Training Tricks of the Trade
Here are a few skills that we think are essential to making life with dogs and babies smooth sailing.
Go to your Bed: This is great to train your dog to do, especially if they are used to lounging next to you on the couch. This gives the dog a place to be to relax and chew, and gives new parents space to nurse or feed the baby.

Down Stay: Great when you need the dog to be in a place while you do what you need to do. Practice this one on a dog bed or on a blanket.
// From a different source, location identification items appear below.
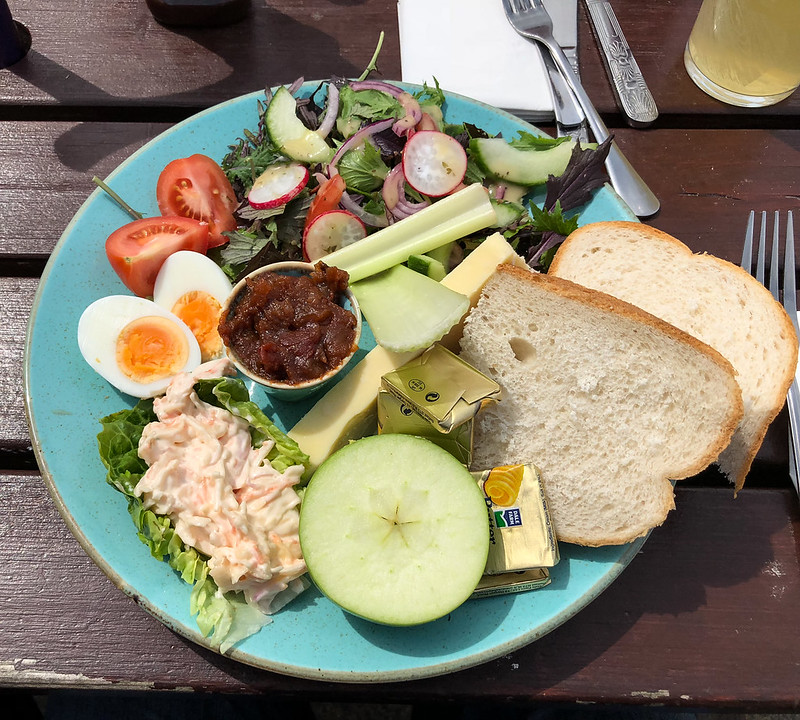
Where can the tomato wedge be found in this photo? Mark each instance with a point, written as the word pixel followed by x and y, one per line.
pixel 196 187
pixel 328 197
pixel 138 250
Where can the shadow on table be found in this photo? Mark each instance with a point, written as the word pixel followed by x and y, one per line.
pixel 312 52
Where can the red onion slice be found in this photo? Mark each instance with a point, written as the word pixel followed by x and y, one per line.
pixel 367 218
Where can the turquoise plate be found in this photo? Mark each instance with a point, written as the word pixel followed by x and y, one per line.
pixel 311 637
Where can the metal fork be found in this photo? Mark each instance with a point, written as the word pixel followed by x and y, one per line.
pixel 531 20
pixel 789 303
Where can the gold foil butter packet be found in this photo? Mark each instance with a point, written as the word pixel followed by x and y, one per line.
pixel 522 536
pixel 513 582
pixel 397 416
pixel 442 388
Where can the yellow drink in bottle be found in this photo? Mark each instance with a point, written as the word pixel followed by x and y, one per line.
pixel 746 52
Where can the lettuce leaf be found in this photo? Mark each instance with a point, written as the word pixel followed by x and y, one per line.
pixel 231 394
pixel 224 618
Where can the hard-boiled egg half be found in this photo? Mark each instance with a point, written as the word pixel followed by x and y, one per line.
pixel 194 288
pixel 135 344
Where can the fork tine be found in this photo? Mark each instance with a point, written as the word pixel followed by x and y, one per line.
pixel 774 262
pixel 789 287
pixel 747 253
pixel 762 247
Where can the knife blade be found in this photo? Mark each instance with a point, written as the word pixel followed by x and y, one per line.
pixel 632 93
pixel 570 119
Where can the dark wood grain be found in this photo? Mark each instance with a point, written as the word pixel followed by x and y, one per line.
pixel 704 617
pixel 714 592
pixel 715 178
pixel 83 55
pixel 16 298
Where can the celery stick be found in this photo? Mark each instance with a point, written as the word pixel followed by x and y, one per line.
pixel 451 218
pixel 407 310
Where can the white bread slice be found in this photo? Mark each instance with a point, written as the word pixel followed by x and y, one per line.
pixel 707 297
pixel 608 401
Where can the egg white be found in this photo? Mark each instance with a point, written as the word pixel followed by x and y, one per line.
pixel 185 271
pixel 100 326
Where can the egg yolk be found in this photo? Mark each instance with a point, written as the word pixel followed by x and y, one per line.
pixel 151 348
pixel 200 311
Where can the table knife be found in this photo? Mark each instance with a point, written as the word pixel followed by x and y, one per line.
pixel 570 119
pixel 631 91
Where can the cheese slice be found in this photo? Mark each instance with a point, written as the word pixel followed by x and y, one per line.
pixel 348 410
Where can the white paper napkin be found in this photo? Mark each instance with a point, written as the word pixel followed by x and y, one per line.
pixel 471 49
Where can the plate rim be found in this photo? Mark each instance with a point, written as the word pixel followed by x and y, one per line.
pixel 432 669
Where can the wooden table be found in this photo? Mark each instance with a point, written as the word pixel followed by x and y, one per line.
pixel 705 616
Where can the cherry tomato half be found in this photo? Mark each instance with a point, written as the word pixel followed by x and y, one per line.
pixel 137 250
pixel 328 197
pixel 196 187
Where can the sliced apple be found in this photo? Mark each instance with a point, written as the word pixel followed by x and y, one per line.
pixel 395 530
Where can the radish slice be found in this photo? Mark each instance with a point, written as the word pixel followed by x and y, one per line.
pixel 277 185
pixel 330 231
pixel 434 163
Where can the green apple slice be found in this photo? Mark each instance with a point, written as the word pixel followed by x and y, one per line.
pixel 394 529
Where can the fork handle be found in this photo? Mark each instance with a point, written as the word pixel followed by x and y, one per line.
pixel 625 180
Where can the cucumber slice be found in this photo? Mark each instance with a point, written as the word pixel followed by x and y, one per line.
pixel 394 529
pixel 522 167
pixel 331 231
pixel 289 134
pixel 427 265
pixel 406 310
pixel 507 213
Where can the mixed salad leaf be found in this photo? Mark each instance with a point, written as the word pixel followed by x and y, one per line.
pixel 225 618
pixel 366 168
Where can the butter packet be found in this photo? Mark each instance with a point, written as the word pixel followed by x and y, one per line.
pixel 435 396
pixel 521 531
pixel 396 416
pixel 513 582
pixel 441 387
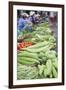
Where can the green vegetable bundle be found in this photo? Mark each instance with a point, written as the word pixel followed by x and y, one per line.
pixel 39 60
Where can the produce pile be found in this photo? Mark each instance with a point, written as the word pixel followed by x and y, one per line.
pixel 36 55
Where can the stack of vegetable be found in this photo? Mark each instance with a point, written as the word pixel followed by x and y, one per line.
pixel 38 60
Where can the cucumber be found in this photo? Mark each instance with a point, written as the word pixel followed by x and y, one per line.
pixel 55 73
pixel 41 69
pixel 41 44
pixel 37 50
pixel 24 62
pixel 27 54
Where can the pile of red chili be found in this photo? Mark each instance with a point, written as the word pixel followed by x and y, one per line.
pixel 23 45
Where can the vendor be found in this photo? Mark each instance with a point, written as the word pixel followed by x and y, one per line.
pixel 32 17
pixel 21 22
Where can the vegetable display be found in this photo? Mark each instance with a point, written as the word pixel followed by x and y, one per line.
pixel 36 56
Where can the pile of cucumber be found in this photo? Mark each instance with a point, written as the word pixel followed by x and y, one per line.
pixel 39 60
Off/Leave it: This means back off until invited to “take it”. This can be helpful in teaching a dog to not pick up or to drop food, toys or pacifiers that look like fun to chew.

Body Language
Once you do the initial meet and greet with dog and baby, the most important thing is to watch your dog’s body language. Dogs will communicate when they are uncomfortable by subtle to very obvious signs. In general, a dog that is relaxed has an open mouth, their tail is wagging low and slow, and their eyes are squinty and blinking. A dog that is uncomfortable may first be stiff or still, mouth closed, tail can be high or held low. Growling, snapping or biting may then follow to further warn child or baby to back off. Other signs of stress include panting, pacing, shaking off as if wet, eyes bulging or a regression in house training. Once the baby begins to crawl, families may see more stress signals, so be on the look out once the baby becomes mobile.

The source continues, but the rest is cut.